À quelques mois de la date annoncée pour la tenue des élections générales, le processus électoral en Haïti semble faire face à de nouvelles zones de turbulence. Entre contraintes sécuritaires, ajustements institutionnels et débats autour du référendum constitutionnel, l’horizon électoral apparaît incertain.
Malgré les avancées enregistrées par le Conseil électoral provisoire (CEP), notamment dans l’application du calendrier électoral, la tenue du scrutin prévue pour le 30 août 2026 pourrait être compromise. À l’approche du 1er avril, date fixée pour l’ouverture de l’enregistrement des électeurs, la situation sécuritaire demeure préoccupante, sans amélioration notable sur le terrain.
Par ailleurs, une décision récente prise en Conseil des ministres vient complexifier davantage le processus. En effet, le pouvoir exécutif a procédé à une modification du mandat du CEP, impliquant désormais l’attente de propositions d’articles avant l’engagement de certaines étapes clés du processus électoral. Une évolution qui suscite des interrogations quant à la cohérence et à la synchronisation des actions entre les différentes instances impliquées.
Alors que la communauté internationale continue d’accompagner les autorités haïtiennes dans l’organisation des élections, certaines lignes rouges semblent déjà tracées. Selon plusieurs sources concordantes, cet appui pourrait être remis en question si les élections ne sont pas réalisées avant le 31 octobre 2026. Une échéance qui place une pression supplémentaire sur le gouvernement dirigé par le Premier ministre, Alix Didier Fils-Aimé.

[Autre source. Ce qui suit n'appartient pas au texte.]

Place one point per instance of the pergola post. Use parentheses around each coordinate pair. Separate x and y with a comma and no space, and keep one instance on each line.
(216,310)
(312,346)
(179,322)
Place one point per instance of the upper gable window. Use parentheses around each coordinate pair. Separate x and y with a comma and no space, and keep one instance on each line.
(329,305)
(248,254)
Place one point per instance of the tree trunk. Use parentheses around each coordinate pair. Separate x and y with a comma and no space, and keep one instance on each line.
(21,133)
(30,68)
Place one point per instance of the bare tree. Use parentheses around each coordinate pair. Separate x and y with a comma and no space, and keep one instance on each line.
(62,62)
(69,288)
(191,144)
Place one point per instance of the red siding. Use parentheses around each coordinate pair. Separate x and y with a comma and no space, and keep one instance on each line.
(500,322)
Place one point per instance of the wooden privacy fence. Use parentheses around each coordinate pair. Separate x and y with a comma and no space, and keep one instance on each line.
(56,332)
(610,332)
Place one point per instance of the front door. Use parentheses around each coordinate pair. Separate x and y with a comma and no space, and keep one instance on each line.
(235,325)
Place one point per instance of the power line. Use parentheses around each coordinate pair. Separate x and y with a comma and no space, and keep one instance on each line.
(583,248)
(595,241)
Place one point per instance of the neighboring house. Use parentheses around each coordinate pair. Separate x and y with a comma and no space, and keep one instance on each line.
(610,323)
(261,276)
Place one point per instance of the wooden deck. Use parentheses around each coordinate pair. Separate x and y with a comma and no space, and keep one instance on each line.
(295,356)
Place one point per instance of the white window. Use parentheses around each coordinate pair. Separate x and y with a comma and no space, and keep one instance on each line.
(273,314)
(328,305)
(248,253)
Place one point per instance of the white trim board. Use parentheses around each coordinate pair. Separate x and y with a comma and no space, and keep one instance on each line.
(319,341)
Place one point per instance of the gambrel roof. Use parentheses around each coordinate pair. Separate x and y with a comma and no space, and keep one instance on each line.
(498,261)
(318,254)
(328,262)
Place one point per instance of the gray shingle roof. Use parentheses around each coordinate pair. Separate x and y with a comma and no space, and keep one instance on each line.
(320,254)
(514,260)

Dans ce contexte, une réunion stratégique s’est tenue le 23 mars 2026 à la Primature, sous la présidence du chef du gouvernement, autour de la présentation du budget électoral. Ont pris part à cette rencontre des représentants du CEP, des membres du gouvernement ainsi que des partenaires internationaux, dont le Programme des Nations unies pour le développement, le Bureau des Nations unies pour les services d’appui aux projets et l’Organisation des États américains.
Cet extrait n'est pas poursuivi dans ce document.